I’m just happy to be here. It took me a half century but I’m starting to figure it out. A good life starts with good thoughts. Our brains are programmable and we set the code. Good thoughts in and bad thoughts out and so it goes. Like most people, I’m irreverent, spiritual, jaded and trusting. I’m learning to admit fault quickly and accept apology with grace. I haven’t always been the perfect mother but my love is strong and I’m thankful I taught my children to accept my own apologies with grace. I don’t think marriage is essential for happiness but since I bought into the institution in my twenties I’m pretty damn thankful that the second time around I picked a guy who loves me no matter how I look in the morning. And the fact that he still makes my heart go crazy is a nice bonus. Life’s simple. We just like to make it complicated. Why "Holy Spoon?" Because sometimes life just seems to be a series of misinformation and misunderstandings. When I was young my family called the slotted spoon the “holy spoon” and in my childish brain I believed it held some religious significance. I’m not sure why I thought God cared about what was in our silverware drawer.

Sunday, July 24, 2011

Dear Abby, Thank You Very Much



Dear Abby and Ann Landers raised me. I'd run barefoot to end of the long driveway to pick up the newspapers; the carrier threw the Houston Chronicle every morning and the Houston Post every evening. I'd run back to the house, settle down on the living room couch and flip to the "women's" section. I guarantee that everything that I have questioned or tackled in my life so far was first brought to my attention and then solved by Abby or Ann.

It's easy for us, as grown ups, to look back and see everything our parents did wrong. Do we keep a mental checklist of every error, every misstep and every harsh word? Some people do but I have to think that's pretty damn unhealthy.

My raising was odd and I was so precocious that, in addition to relying on Abby and Ann for life advice, I read parenting books when I was in middle school and made my own mental notes on what I perceived to be my parents' child rearing blunders. I can remember crawling into bed at night and thinking "well, they should have done _______ and that would have made me feel so much better but instead, they chose to do _____________ and that made me feel bad."

I spent way too many childhood hours trying to figure out the strained relationship between my mother and her mother. As I grew up, that sad history would be revealed in bits and pieces and I would, better late than never, realize that most parents do the best they can with the tools they are given by their own parents. Children learn what they live.

When my mother was a girl she wrote in a little red diary. She gave it to me many years ago. The binding is loose, the ink is faded and every page, front and back, is full of a young girl's cursive. I have never read it. It's not because I have no interest and it's not because I don't care. I just believe that reading it will stir up such a hurricane of emotions that I have avoided even picking it up. I can't even look at it without feeling sad for the little girl that she was and sad that her own childhood would leave scars on her heart that kept it from opening up to fully give and receive love.

When I started dating my husband I was awed that his family members said "I love you" to each other. We married and I vowed to not just love him but to say it often and, when we had children, to make sure that they were not strangers to those three words. I smile when I hear my grown kids talk to each other on the phone. They could have seen each other mere minutes ago but they never fail to hang up without saying "I love you." It may seem like a small thing but it's my proudest parenting accomplishment. I know some of you out there understand.

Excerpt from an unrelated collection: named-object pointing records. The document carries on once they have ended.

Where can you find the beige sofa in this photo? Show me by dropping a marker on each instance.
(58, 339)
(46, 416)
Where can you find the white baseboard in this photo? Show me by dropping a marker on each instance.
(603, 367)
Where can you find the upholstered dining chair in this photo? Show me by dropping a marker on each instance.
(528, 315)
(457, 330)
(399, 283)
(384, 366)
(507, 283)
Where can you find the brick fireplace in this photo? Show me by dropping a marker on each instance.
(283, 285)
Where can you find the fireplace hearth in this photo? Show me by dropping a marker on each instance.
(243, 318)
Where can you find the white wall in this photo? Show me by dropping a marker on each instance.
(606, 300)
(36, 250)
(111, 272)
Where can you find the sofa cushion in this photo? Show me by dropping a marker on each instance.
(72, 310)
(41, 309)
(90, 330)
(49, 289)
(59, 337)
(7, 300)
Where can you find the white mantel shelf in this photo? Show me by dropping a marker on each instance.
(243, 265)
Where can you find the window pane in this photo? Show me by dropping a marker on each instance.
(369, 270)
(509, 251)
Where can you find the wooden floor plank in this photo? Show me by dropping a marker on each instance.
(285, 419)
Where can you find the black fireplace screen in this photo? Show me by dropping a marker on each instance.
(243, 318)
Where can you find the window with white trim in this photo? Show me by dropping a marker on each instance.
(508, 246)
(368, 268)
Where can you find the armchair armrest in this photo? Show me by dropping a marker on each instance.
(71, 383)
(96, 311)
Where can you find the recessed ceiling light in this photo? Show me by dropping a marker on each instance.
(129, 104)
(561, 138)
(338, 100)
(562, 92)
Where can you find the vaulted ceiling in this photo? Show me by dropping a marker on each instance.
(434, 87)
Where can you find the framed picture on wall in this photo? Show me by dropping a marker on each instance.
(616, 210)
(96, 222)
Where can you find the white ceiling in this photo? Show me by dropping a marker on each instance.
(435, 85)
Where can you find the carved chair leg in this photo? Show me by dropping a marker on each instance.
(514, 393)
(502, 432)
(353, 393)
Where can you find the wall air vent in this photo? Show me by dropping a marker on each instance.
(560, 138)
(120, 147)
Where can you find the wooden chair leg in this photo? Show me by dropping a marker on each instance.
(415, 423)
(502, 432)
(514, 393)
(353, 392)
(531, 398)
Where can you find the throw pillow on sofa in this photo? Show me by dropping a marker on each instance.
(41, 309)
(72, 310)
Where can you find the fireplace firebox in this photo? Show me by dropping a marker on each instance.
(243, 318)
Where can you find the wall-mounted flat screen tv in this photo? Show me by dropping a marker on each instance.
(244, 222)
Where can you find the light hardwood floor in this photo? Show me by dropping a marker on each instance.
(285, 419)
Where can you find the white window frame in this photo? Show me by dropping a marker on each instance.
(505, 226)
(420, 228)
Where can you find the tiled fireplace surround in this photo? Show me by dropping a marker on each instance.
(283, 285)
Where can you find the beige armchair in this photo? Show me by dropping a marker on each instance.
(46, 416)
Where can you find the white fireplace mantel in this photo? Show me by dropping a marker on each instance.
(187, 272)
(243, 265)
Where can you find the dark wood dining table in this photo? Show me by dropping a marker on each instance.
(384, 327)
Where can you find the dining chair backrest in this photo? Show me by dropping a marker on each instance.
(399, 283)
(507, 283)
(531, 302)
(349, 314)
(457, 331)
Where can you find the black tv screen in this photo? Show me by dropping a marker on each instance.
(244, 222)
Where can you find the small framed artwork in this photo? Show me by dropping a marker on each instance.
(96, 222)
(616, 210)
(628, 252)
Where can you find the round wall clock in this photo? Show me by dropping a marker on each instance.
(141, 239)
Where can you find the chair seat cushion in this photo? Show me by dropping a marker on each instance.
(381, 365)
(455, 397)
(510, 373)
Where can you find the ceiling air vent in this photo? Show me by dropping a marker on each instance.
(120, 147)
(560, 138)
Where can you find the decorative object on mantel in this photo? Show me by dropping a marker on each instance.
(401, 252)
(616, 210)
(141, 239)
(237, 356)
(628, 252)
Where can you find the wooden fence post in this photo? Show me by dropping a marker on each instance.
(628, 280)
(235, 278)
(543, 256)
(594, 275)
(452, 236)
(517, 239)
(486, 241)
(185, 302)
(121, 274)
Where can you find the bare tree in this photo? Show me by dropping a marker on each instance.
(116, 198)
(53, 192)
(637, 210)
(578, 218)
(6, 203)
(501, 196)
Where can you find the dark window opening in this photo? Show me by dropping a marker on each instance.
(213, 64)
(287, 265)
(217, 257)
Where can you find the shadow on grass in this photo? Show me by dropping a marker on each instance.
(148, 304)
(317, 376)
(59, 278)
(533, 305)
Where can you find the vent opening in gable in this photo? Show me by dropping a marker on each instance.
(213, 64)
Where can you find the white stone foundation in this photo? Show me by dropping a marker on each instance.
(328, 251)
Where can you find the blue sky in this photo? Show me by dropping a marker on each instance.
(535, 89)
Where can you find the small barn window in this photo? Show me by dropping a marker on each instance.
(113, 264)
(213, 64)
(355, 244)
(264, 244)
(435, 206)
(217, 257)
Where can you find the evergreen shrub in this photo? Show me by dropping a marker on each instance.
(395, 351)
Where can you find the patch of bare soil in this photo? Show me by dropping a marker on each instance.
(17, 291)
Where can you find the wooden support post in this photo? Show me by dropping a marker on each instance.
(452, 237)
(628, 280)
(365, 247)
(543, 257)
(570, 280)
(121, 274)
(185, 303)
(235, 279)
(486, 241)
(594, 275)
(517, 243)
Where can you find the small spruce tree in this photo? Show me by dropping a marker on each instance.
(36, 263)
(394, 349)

I didn't grow up hearing "I love you." It's not because my parents didn't love us. I know they did. They didn't say those important words because they didn't know how.

My mother parented in panic mode 24/7; she always believed the worst and was convinced that a tragedy was looming. She was a big believer in withholding affection if her terms were not met; her love was conditional. She also believed in material compensation; shopping was in lieu of talking. I had a closet full of clothes and an empty heart. Do I blame her? No. She did the best she could. Her parenting was a direct reflection of how she was raised.

My grandmother, had she ever seen a psychiatrist, would have been diagnosed as mentally ill. She was prone to temper tantrums, flashes of anger, pouting and scathing comments. She had, by the time she passed away, alienated every family member stretching all the way back to those born in the 1800s. Quite a feat. My mother drew the short straw in the "who will be my mom" tourney.

Her mother sent her away, at 8 years old, to live with family members on the other side of the country. They didn't see each other for over a year. My grandfather, as the story goes, finally put his foot down and, damn his wife's rage and erratic behavior, insisted that his oldest daughter was coming home. Home she went but I imagine it felt more like hell. Her little red diary is a journal of her time traveling alone by train to California, her time spent with an aunt and uncle she hardly knew, and her travels back to her parents and little sister.

"We learn what we live. We learn what we live. We learn what we live." It is a parenting mantra for me and it reminds me to try to be the best mom I can be. I know, through little things my mother said, that she gave me that diary so I would better understand who she was. That couldn't have been easy for her. My mother passed away almost two years ago. Every year I get closer to picking up the little red diary and making peace with her past.